Monday, September 24, 2007

A little knowledge

Our books for this month richly illustrate the adage that a little knowledge is a dangerous thing, especially when it comes to public policy, the media and science. The topics are hot – evolution and global warming. The stakes are high and therefore the arguments get more and more simplistic as each side tries to woo the ignorant, the learning challenged or the merely uninterested public to its side.

So we get the polar bear as the poster child of global warming on the one hand versus the “what’s wrong with playing golf on Christmas?” argument. E.C. Pielou is a believer in the dangers of global warming. Let’s state that up front; she leaves it for the end. But her book does point out that a. constant climate change is normal and cyclical, and b. there’s a continental glacier in your future if nature holds its course. We are well into the next glacial cycle, according to Pielou’s math – which it’s hard to doubt. If you like global warming, or merely own a lot of stock in oil and coal companies, it’s easy to say that your favored industries are the only thing holding the ice at bay.
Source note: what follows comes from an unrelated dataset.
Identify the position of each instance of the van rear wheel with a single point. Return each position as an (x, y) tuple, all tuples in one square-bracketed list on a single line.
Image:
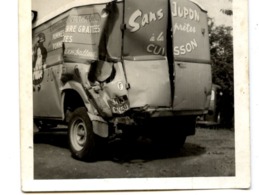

However, none of us is likely to be around by the time our favorite prairie or woodland turn to tundra. Global warming is operating at a pace at last 10x faster than historic climatic variation – possibly much faster, so even humans are unlikely to be able to adapt to the changes without serious financial loss. Never mind the environmental losses. Historically, hotter means drier and that, along with the northward invasion of really annoying plants and insects, is likely to be the most disruptive affect of the change, rather than bigger hurricanes or rising seas, at least for those of us fortunate enough to live in North America.

I haven’t gotten far into Of Moths and Men yet, although “little knowledge” people call this a refutation of Darwinism. In fact, it starts out with the best prĂ©cis of the early scientific course of evolutionary theory that I have yet seen. How many false starts and wrong notions, even by Darwin, Huxley, Wallace, et al. How close we came to abandoning evolution by the start of the 20th Century.

And a story well told. I don’t think I have yet read a book on evolution and found the words louche and bijoux in the same paragraph.